You may not be able to enable or disable Dependabot updates if an enterprise owner has set a policy at the enterprise level. For more information, see "Enforcing policies for code security and analysis for your enterprise."

About Dependabot security updates

Dependabot security updates make it easier for you to fix vulnerable dependencies in your repository. You typically add a dependabot.yml file to your repository to enable Dependabot security updates. You then configure options in this file to tell Dependabot how to maintain your repository.

For information on the supported repositories and ecosystems, see "Dependabot supported ecosystems and repositories."

If you enable Dependabot security updates, when a Dependabot alert is raised for a vulnerable dependency in the dependency graph of your repository, Dependabot automatically tries to fix it. For more information, see "About Dependabot alerts" and "Configuring Dependabot security updates."

Note

There is no interaction between the settings specified in the dependabot.yml file and Dependabot security alerts, other than the fact that alerts will be closed when related pull requests generated by Dependabot for security updates are merged.
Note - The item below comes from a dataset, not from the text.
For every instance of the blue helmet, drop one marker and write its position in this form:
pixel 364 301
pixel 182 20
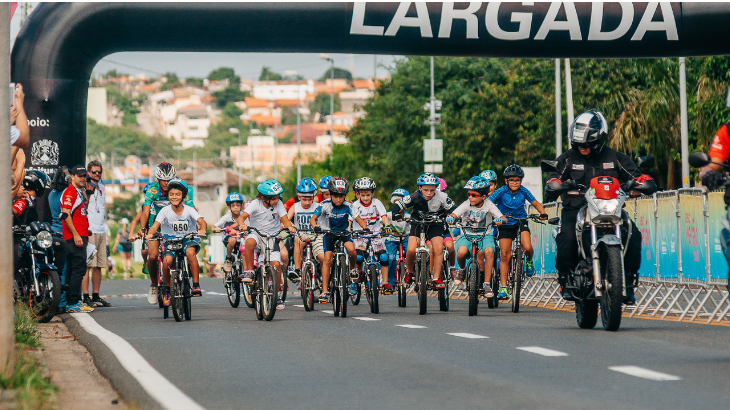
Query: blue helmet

Dependabot signs its own commits by default, even if commit signing is not a requirement for the repository. For more information about verified commits, see "About commit signature verification."

GitHub may send Dependabot alerts to repositories affected by a vulnerability disclosed by a recently published GitHub security advisory. For more information, see "Browsing security advisories in the GitHub Advisory Database."

Dependabot checks whether it's possible to upgrade the vulnerable dependency to a fixed version without disrupting the dependency graph for the repository. Then Dependabot raises a pull request to update the dependency to the minimum version that includes the patch and links the pull request to the Dependabot alert, or reports an error on the alert. For more information, see "Troubleshooting Dependabot errors."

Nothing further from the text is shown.